We return to the subject of ignorance, which Brzezinski lists as one of America’s six “key vulnerabilities” in his book alongside “mounting debt’, a “flawed financial system”, “decaying national infrastructure”, “widening income inequality”, and “increasingly gridlocked politics”. He contrasts the level of knowledge of Chinese policymakers with that of their American counterparts. Having befriended Deng Xiaoping, China’s former leader, who led the country out of its long dark Maoist night, Brzezinski is an unabashed admirer of China’s diplomatic skills. He even had Deng round to his DC home for dinner. The diminutive Chinese leader was amused when Brzezinski served him from a bottle of Russian vodka he had been given for Christmas by the Soviet ambassador.
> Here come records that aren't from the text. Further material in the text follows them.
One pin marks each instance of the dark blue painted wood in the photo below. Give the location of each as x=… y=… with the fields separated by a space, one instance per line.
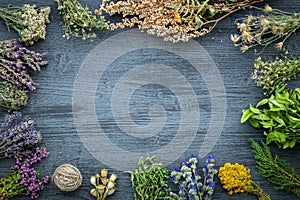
x=51 y=105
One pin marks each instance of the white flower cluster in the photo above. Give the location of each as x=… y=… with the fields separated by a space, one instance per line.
x=34 y=23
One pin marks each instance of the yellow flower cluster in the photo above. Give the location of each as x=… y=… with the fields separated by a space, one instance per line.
x=235 y=178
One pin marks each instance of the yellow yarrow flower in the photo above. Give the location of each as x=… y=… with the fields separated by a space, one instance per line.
x=236 y=178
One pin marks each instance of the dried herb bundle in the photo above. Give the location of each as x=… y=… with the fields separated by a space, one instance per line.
x=79 y=21
x=280 y=115
x=276 y=170
x=15 y=62
x=264 y=29
x=272 y=75
x=29 y=21
x=23 y=178
x=174 y=20
x=150 y=180
x=12 y=97
x=18 y=136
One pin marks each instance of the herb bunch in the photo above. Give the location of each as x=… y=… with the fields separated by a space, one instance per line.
x=104 y=186
x=29 y=21
x=149 y=180
x=271 y=75
x=79 y=21
x=18 y=136
x=191 y=186
x=16 y=61
x=174 y=20
x=276 y=170
x=264 y=29
x=280 y=115
x=12 y=97
x=23 y=178
x=236 y=178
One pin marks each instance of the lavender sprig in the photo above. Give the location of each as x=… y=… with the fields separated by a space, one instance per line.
x=189 y=181
x=18 y=136
x=29 y=21
x=15 y=62
x=24 y=179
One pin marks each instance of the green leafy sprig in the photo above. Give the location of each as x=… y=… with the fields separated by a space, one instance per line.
x=79 y=21
x=12 y=97
x=149 y=180
x=280 y=115
x=29 y=21
x=276 y=170
x=271 y=75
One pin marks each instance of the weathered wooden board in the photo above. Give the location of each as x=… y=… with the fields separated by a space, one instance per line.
x=59 y=119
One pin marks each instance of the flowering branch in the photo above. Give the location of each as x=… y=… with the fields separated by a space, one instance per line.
x=24 y=179
x=15 y=61
x=262 y=30
x=18 y=136
x=174 y=20
x=79 y=21
x=190 y=184
x=236 y=178
x=29 y=21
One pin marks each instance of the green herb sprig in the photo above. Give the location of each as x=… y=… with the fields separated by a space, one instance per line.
x=79 y=21
x=280 y=115
x=276 y=170
x=150 y=180
x=12 y=97
x=29 y=21
x=271 y=75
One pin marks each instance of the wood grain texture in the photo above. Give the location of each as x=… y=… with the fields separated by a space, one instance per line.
x=51 y=104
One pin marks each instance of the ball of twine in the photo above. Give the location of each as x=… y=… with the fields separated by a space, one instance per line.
x=67 y=178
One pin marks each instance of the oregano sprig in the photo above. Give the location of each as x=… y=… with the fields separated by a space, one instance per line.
x=279 y=115
x=276 y=170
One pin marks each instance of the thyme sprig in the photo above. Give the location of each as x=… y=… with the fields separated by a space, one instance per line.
x=149 y=180
x=276 y=170
x=271 y=75
x=12 y=97
x=79 y=21
x=174 y=20
x=29 y=21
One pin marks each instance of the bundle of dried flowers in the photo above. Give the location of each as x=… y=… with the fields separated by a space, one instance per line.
x=18 y=136
x=15 y=61
x=29 y=21
x=174 y=20
x=262 y=30
x=23 y=178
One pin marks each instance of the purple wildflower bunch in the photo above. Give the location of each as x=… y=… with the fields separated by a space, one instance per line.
x=18 y=136
x=29 y=21
x=15 y=62
x=23 y=178
x=190 y=183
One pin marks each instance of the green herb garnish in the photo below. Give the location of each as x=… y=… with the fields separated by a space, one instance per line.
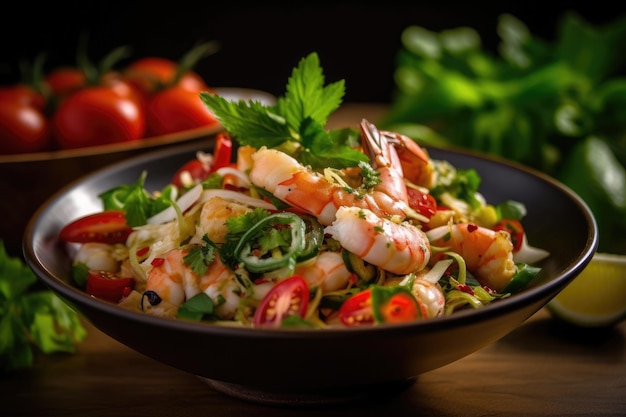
x=31 y=318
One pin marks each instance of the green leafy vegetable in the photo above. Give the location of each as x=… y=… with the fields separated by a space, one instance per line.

“The Chinese are really good at diplomacy – and even at making their interlocutors feel very uncomfortable,” Brzezinski says. “Sometimes they look at you while you’re making a point and they start laughing. And you’re saying to yourself, ‘Am I really a fool? What am I saying that’s so ridiculous?’ I very early on realised that their negotiating technique is a form of masterful manipulation. I was also struck by how well informed the top Chinese leaders are about the world,” he says. “And then you watch one of our Republican presidential debates … ” Brzezinski does not feel it necessary to complete the sentence but he later adds: “The GOP field is just embarrassing.”
I push him further on Obama. Shortly before our lunch, the president returned from Australia where he announced plans to deploy 2,500 Marines there to shore up alliances in Asia. This is exactly the kind of move that baffles Brzezinski. What’s wrong, I ask, with Obama’s so-called pivot to Asia? Doesn’t it make sense to wind down the wars in Iraq and Afghanistan and shift attention to the rising east?
When Brzezinski feels strongly, he barely pauses between paragraphs. “I was not aware that Australia was about to be invaded by Papua New Guinea, or by Indonesia,” he replies. “I assume most people think Obama was thinking of China. What’s worse is that the Chinese will think he’s thinking of China and to define our engagements in the east in terms of China is a mistake. We have to focus on Asia but not in a manner that plays on everyone’s anxieties … It becomes very easy to demonise China and they will then demonise us in return. Is that what we want?”